Se mi venisse in mente di prendere un Italo o un Frecciarossa per andare a salutare l’amico liberale Nicola Porro, che non poche volte da prezioso anfitrione mi ospitò, potrei incappare nell’ingiunzione di un altro Tribunale banale di non mettere piede a Milano, specie nella stazione centrale, dove stazionano più malandrini che binari, più spacciatori che viaggiatori, più delinquenti che utenti. Questo secondo Tribunale banale, essendo certamente progressista – Togliatti, più creativo dei suoi epigoni, avrebbe detto “progressivo” – ma, purtroppo, pure strabico, eviterebbe il più logico dei giudizi: visti gli articoli di legge italiani e soprattutto i diktat dell’Unione europea, gran parte di codesta folla di non proprio specchiata onestà, composta da immigrati spesso irregolari e clandestini, non poco rissosi fra di loro, residenti stabilmente in codesta pericolosissima stazione milanese, in nome della loro sicurezza fisica e psicologica, debbono di conseguenza essere immediatamente rispediti al Paese natio, che, al confronto con l’intera Milano, non può che risultare il luogo più fidato, vivibile e felice del pianeta.

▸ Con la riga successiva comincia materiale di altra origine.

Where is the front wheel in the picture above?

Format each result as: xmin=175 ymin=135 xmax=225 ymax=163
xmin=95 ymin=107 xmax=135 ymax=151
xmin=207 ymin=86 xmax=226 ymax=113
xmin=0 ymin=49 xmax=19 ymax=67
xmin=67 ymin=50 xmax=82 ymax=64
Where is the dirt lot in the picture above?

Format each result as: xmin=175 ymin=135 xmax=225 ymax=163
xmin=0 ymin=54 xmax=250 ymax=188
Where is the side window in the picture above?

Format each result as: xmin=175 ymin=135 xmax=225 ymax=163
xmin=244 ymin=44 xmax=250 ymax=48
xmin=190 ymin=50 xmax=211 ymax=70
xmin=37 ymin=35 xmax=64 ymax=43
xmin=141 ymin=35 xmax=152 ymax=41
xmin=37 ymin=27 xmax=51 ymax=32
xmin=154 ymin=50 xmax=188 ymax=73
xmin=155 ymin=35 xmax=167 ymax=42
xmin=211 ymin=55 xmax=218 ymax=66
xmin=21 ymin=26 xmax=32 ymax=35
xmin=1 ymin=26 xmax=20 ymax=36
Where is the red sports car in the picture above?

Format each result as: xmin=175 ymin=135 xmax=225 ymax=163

La medesima sentenza dovrebbe essere partorita da toghe più savie che rosse per quanti frequentano abitualmente le stazioni capitoline, specie Termini e Tiburtina, località infernali, dove scippo, ferimenti, stupri, regolamenti di conti sono la normalità quotidiana. Ebbene, le bande di immigrati protagonisti eppur costretti a questa vita di merda, per se stessi e per i viaggiatori od i passanti, in via Marsala e dintorni, dovrebbero venire ipso facto rimpatriati, essendo la loro Patria certamente meno tribolata e malsicura.

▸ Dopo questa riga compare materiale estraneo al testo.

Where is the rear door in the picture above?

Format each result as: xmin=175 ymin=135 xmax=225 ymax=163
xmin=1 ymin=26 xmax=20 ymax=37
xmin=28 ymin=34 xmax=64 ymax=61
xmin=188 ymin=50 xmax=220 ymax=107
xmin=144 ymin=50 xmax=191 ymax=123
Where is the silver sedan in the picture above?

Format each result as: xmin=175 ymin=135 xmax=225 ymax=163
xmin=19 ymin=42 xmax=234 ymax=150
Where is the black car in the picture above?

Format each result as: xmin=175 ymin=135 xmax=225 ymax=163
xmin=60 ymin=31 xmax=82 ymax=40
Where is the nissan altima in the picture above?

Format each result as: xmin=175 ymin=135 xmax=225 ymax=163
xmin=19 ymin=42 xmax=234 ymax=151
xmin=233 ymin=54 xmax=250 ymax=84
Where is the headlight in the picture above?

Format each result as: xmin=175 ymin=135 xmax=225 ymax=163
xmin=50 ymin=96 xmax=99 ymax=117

Da pecora nera, da marito e non da marita, da quisque de populo, sans–toge e sans-culotte, lo dico e lo ripeto: gli immigrati non possono più rimanere in Italia, Paese esposto a mille pericoli, senza contare bergoglismo reale, spionaggio, dossieraggio, gayprideggio, forcaiolismo, grillismo, giuseppismo e soprattutto l’inquietante saccenteria dei compagni accoglionisti, fluidisti, opevaisti, rigorosamente residenti nella Ztl.